# Kids Lure making class



## Star1pup (Aug 3, 2004)

I've been asked to help kids here at the lake make a lure. I did this once with model airplanes and worried about razorblades and glue. I think I've decided to get the balsa crank bait kits from Netcraft since they are pre-drilled and just need assembled and painted. I think I'll let the parents add the hooks.

Any comments or suggestions? I'll need a waterproof, but safe glue.


----------



## fishingful (Apr 5, 2004)

I run youth recreation programs for a living. I think your on the right track. I would get pre made baits and let them put the eyes and bill on then paint them. That will take longer to do than most kids have the attention span for. I would stay away from sharp items.


----------



## Star1pup (Aug 3, 2004)

Thanks fishingful. I did the model airplanes classes at my church for 5 years and it was very satisfying for me. But I did have a few scares when parents would send the kid to the class with super glue. Fortunately we had no injuries, but one hyperactive kid spilled glue and then model dope all over the church floor. You are right about the attention span. I had a couple who advanced to some serious model flying, but most just completed the first rubber powered FF. Still it was a ball when I saw the glow on their faces when their creation flew up high.


----------



## Terrydabassman (Feb 12, 2006)

I am 66 years old and I remember the first baits I made...or should say Fly Tying.
The clamps and supplies are cheap and nothing like catching some gills or trout on a fly ya tied yourself. Just a suggestion. ;-)


----------



## Star1pup (Aug 3, 2004)

Terrydabassman said:


> I am 66 years old and I remember the first baits I made...or should say Fly Tying.
> The clamps and supplies are cheap and nothing like catching some gills or trout on a fly ya tied yourself. Just a suggestion. ;-)

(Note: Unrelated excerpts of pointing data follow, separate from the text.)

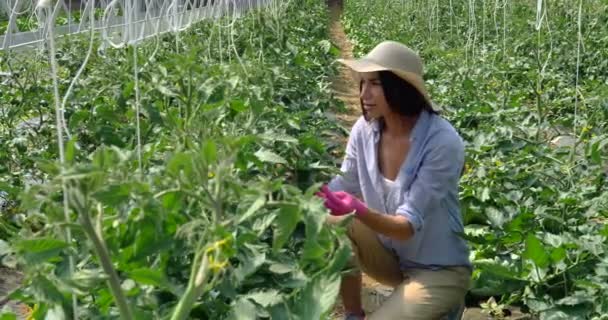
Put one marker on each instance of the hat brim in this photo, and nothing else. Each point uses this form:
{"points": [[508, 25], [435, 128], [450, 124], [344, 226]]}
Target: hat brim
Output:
{"points": [[364, 65]]}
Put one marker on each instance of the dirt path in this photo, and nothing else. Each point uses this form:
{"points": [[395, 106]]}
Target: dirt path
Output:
{"points": [[344, 86]]}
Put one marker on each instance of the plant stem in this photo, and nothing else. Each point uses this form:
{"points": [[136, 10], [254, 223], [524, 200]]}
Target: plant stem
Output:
{"points": [[197, 280], [106, 263]]}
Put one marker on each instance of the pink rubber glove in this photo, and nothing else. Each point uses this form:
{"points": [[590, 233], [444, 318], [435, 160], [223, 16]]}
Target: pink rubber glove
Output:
{"points": [[341, 203]]}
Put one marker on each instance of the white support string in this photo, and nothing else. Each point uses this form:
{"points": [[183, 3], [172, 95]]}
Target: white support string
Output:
{"points": [[59, 119]]}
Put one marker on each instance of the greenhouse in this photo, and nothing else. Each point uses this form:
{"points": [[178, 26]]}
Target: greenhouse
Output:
{"points": [[304, 159]]}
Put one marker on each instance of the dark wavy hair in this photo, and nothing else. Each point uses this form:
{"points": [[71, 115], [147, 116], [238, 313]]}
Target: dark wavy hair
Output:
{"points": [[402, 97]]}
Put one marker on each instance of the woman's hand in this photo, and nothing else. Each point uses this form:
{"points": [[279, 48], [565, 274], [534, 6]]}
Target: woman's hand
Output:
{"points": [[341, 203]]}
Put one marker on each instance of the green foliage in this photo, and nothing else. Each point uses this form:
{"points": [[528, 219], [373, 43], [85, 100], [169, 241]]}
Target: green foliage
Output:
{"points": [[233, 148], [535, 212]]}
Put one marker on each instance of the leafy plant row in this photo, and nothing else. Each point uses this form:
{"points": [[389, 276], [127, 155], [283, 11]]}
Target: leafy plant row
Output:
{"points": [[218, 219], [526, 87]]}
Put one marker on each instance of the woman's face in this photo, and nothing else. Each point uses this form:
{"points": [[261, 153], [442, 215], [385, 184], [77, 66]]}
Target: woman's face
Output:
{"points": [[372, 96]]}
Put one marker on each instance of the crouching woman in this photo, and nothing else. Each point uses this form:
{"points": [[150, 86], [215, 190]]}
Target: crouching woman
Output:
{"points": [[400, 179]]}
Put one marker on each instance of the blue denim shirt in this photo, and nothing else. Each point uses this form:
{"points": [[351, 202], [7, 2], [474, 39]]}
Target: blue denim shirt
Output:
{"points": [[428, 197]]}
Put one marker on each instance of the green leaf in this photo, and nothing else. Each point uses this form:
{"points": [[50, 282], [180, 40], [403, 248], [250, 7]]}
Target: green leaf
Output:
{"points": [[113, 195], [558, 254], [281, 268], [255, 206], [153, 277], [250, 262], [265, 298], [497, 218], [536, 252], [238, 106], [70, 151], [210, 151], [318, 297], [166, 91], [500, 270], [285, 223], [269, 156], [243, 310], [39, 250], [271, 136]]}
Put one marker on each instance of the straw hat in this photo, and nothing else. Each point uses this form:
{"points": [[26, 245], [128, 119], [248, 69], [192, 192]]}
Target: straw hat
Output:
{"points": [[397, 58]]}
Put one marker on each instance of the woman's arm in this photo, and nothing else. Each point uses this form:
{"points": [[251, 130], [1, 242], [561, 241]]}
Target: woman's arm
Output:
{"points": [[438, 173], [396, 227]]}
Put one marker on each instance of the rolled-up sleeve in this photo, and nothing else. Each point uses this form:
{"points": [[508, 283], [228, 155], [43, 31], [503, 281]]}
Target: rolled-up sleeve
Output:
{"points": [[349, 179], [437, 174]]}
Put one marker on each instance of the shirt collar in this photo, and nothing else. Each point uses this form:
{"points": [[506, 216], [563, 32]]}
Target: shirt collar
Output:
{"points": [[419, 130]]}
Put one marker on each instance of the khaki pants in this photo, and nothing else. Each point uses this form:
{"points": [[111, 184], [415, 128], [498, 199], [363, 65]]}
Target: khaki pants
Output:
{"points": [[419, 293]]}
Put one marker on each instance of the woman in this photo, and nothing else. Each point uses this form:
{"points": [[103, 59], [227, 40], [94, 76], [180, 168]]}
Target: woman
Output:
{"points": [[404, 162]]}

I made a few flies myself and now make mostly jigs. Flies and jigs are above these kids. One kid is just 4, but any kid younger than 8 must have an adult with him or her, and we already have a girl enrolled. BTW, you are a kid as I'm 77.


----------



## Star1pup (Aug 3, 2004)

Here's an update. I've decided to use 5 minute epoxy for the glue and I've built a couple of these kits myself to test it out. It worked fine. Right now I have some water base lure paint ordered that should be here tomorrow. I'll try it out before the class. I was afraid the vinyl paint or the plastic model paint might get the little urchins high on the fumes, and they can be enough trouble with out that problem.


----------



## fishingful (Apr 5, 2004)

Sounds like it's competing together. I hope you have enough people to help with the glue lol


----------